AgriVariant: Variant Effect Prediction using DeepChem-Variant for Precision Breeding in Rice
Ankita Vaishnobi Bisoi, Bharath Ramsundar
TL;DR
AgriVariant addresses the bottleneck of crop variant interpretation by integrating DeepChem-Variant-based variant calling with plant-specific annotation and a database-independent deleteriousness scoring framework. The pipeline targets rice stress-response genes (OsDREB2a, OsDREB1F, SKC1, OsMT-3a) and demonstrates accurate classification of variant effects, plus an exhaustive OsMT-3a mutational landscape across 1,509 possible variants in 10 days, vastly faster than wet-lab mutagenesis. The approach is fully open-source and modular within the DeepChem ecosystem, enabling adaptation to other crops with available reference genomes and annotations. By enabling rapid in silico variant prioritization, AgriVariant has the potential to accelerate precision breeding for climate resilience while reducing screening costs.
Abstract
Predicting functional consequences of genetic variants in crop genes remains a critical bottleneck for precision breeding programs. We present AgriVariant, an end-to-end pipeline for variant-effect prediction in rice (Oryza sativa) that addresses the lack of crop-specific variant-interpretation tools and can be extended to any crop species with available reference genomes and gene annotations.

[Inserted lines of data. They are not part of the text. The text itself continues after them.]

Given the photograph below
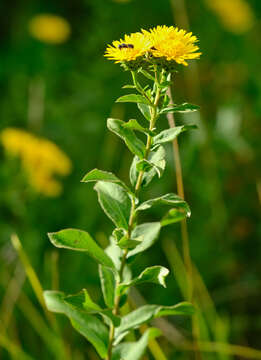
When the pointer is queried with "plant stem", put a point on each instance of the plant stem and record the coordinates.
(180, 187)
(132, 213)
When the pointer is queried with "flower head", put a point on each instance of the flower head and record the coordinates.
(51, 29)
(41, 159)
(172, 44)
(130, 48)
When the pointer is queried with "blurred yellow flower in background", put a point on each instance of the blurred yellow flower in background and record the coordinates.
(51, 29)
(172, 43)
(236, 15)
(41, 159)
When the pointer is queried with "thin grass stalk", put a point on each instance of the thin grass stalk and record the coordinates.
(32, 277)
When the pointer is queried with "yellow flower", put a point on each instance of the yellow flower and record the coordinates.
(49, 28)
(40, 158)
(173, 44)
(130, 48)
(236, 15)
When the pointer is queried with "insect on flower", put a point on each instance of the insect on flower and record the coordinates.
(125, 46)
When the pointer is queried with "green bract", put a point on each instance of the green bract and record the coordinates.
(103, 325)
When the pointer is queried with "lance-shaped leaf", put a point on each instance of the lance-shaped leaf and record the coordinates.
(133, 98)
(145, 110)
(108, 285)
(155, 165)
(146, 313)
(170, 134)
(80, 240)
(115, 202)
(148, 233)
(134, 144)
(174, 215)
(167, 199)
(101, 175)
(133, 124)
(153, 274)
(83, 302)
(183, 108)
(87, 325)
(135, 350)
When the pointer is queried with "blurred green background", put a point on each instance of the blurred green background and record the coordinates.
(73, 88)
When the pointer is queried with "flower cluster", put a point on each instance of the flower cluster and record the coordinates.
(41, 159)
(162, 44)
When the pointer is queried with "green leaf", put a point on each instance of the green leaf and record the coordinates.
(100, 175)
(153, 274)
(170, 134)
(184, 308)
(145, 110)
(149, 233)
(144, 165)
(184, 108)
(108, 285)
(79, 240)
(133, 124)
(135, 350)
(167, 199)
(115, 202)
(146, 313)
(83, 301)
(173, 216)
(126, 243)
(115, 253)
(133, 98)
(134, 144)
(157, 162)
(129, 87)
(87, 325)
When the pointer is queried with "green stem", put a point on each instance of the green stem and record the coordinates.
(153, 119)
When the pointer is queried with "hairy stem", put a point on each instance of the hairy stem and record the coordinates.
(180, 187)
(153, 119)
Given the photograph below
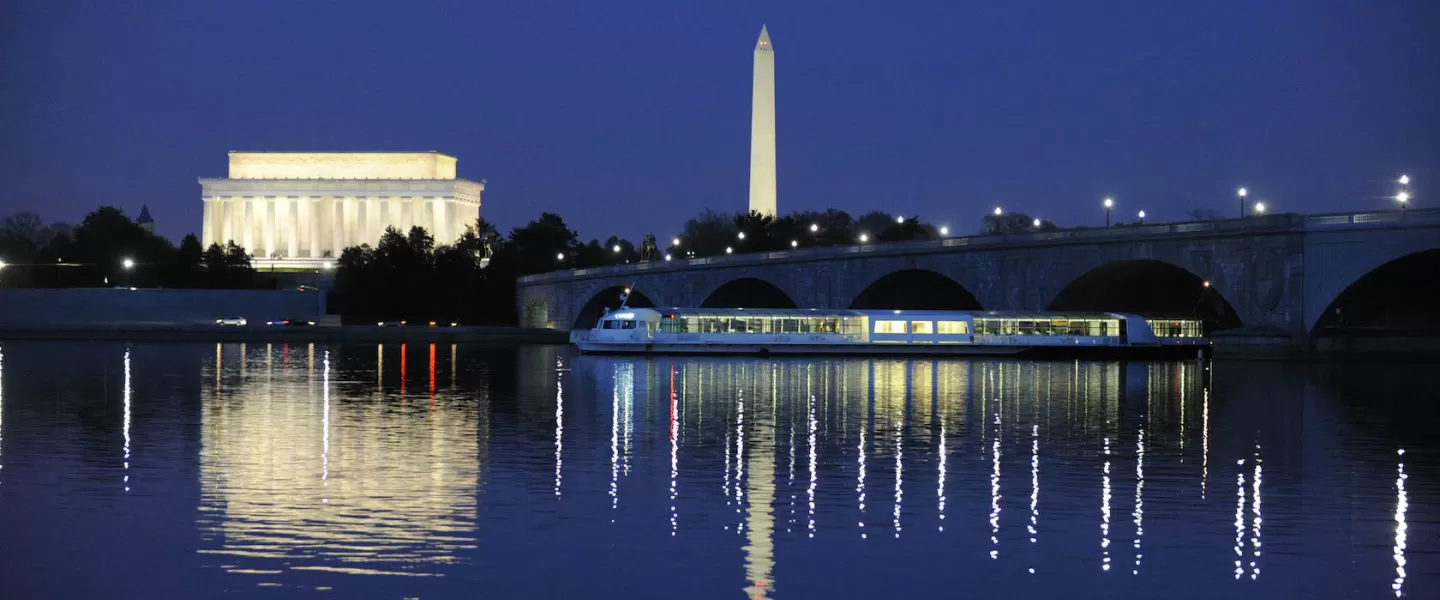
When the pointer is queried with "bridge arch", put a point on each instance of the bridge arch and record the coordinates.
(1146, 287)
(608, 298)
(916, 289)
(1401, 294)
(748, 292)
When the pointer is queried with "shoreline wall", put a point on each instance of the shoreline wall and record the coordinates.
(110, 307)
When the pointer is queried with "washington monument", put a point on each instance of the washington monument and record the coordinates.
(762, 128)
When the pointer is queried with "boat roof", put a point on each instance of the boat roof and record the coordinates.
(798, 312)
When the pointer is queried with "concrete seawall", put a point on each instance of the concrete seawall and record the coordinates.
(507, 335)
(123, 307)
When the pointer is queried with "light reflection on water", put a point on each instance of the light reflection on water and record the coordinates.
(314, 468)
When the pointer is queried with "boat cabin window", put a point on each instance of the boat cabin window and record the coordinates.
(1177, 328)
(1056, 327)
(890, 327)
(759, 323)
(954, 327)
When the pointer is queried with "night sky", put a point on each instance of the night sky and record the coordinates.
(628, 117)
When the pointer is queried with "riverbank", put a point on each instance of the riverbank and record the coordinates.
(291, 334)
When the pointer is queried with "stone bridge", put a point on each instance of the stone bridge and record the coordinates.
(1279, 271)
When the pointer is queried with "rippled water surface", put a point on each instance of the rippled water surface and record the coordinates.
(437, 471)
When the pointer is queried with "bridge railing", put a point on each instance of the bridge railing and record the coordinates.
(1269, 223)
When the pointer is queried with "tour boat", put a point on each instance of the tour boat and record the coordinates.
(863, 331)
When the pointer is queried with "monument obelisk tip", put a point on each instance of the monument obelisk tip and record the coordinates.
(762, 127)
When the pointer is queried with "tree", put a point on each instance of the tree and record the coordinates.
(706, 235)
(533, 248)
(187, 266)
(619, 251)
(1203, 215)
(28, 226)
(830, 228)
(228, 266)
(907, 230)
(873, 223)
(1013, 223)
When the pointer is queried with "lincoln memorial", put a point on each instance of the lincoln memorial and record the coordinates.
(301, 209)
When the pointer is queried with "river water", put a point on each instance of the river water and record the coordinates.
(438, 471)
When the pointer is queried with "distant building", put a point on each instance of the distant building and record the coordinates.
(301, 209)
(144, 220)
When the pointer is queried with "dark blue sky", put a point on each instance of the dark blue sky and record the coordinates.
(634, 115)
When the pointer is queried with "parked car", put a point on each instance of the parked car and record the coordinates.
(291, 323)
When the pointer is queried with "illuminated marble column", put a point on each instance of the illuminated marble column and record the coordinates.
(337, 223)
(268, 219)
(350, 210)
(376, 223)
(208, 223)
(316, 203)
(435, 222)
(246, 222)
(226, 220)
(293, 228)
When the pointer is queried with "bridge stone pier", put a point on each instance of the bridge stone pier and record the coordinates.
(1278, 272)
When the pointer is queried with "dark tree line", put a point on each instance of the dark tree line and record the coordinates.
(108, 249)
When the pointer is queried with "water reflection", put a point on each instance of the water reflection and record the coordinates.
(314, 472)
(1401, 507)
(395, 491)
(126, 422)
(2, 412)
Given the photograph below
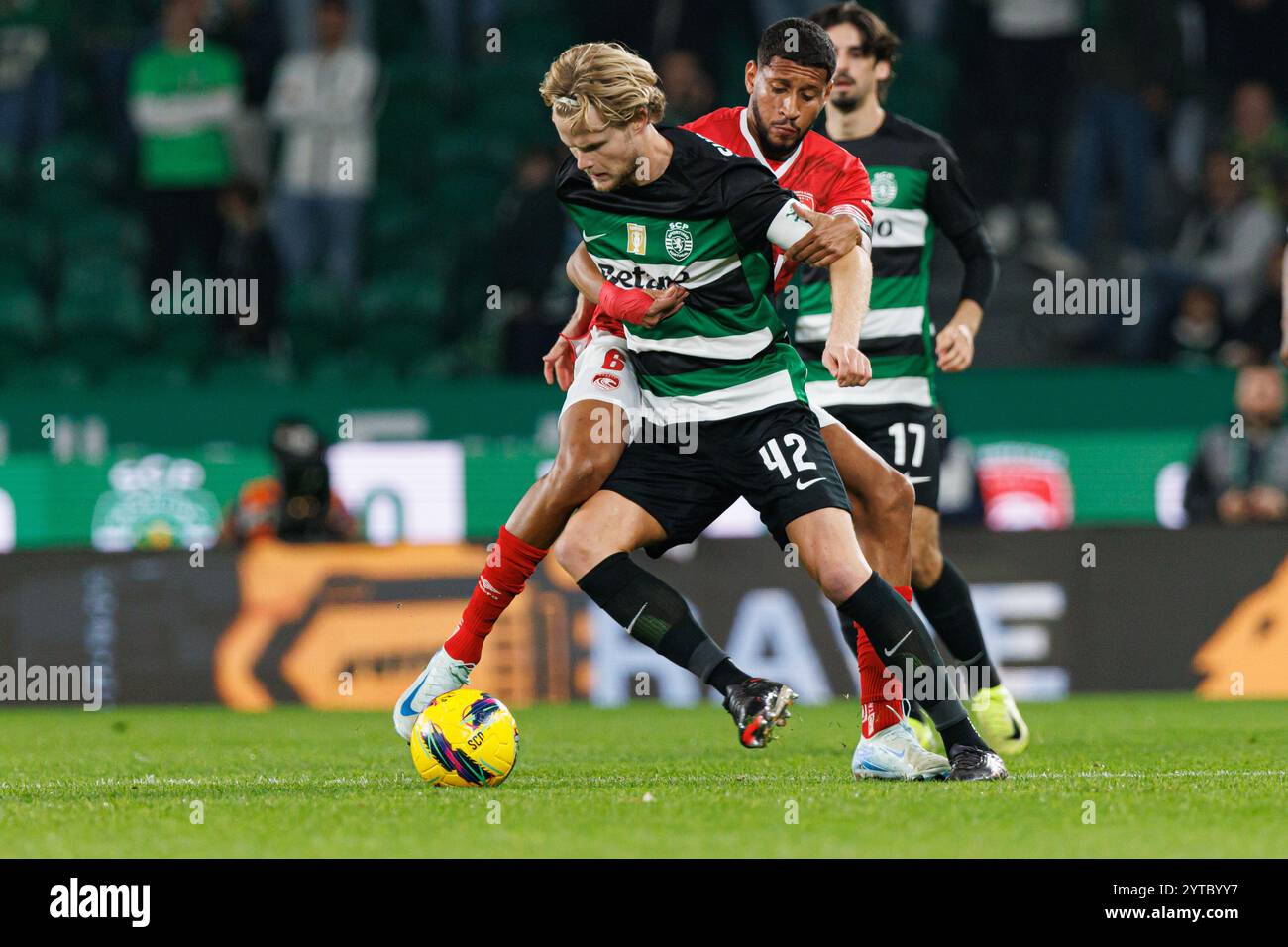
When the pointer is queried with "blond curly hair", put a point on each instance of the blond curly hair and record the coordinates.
(605, 76)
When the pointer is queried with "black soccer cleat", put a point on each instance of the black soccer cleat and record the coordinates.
(970, 763)
(758, 706)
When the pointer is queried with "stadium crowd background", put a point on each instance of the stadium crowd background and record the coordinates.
(1107, 163)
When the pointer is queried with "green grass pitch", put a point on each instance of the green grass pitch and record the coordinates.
(1168, 776)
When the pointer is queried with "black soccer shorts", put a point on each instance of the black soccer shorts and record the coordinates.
(905, 437)
(776, 459)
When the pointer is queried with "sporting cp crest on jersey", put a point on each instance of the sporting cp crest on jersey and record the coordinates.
(884, 188)
(636, 239)
(679, 241)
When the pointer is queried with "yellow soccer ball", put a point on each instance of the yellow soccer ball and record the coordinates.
(465, 738)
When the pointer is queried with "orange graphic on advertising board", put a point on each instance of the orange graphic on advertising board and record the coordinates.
(348, 626)
(1248, 654)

Our approach integrates deep learning-based variant calling (DeepChem-Variant) with custom plant genomics annotation using RAP-DB gene models and database-independent deleteriousness scoring that combines the Grantham distance and the BLOSUM62 substitution matrix. We validate the pipeline through targeted mutations in stress-response genes (OsDREB2a, OsDREB1F, SKC1), demonstrating correct classification of stop-gained, missense, and synonymous variants with appropriate HIGH / MODERATE / LOW impact assignments. An exhaustive mutagenesis study of OsMT-3a analyzed all 1,509 possible single-nucleotide variants in 10 days, identifying 353 high-impact, 447 medium-impact, and 709 low-impact variants - an analysis that would have required 2-4 years using traditional wet-lab approaches. This computational framework enables breeders to prioritize variants for experimental validation across diverse crop species, reducing screening costs and accelerating development of climate-resilient crop varieties.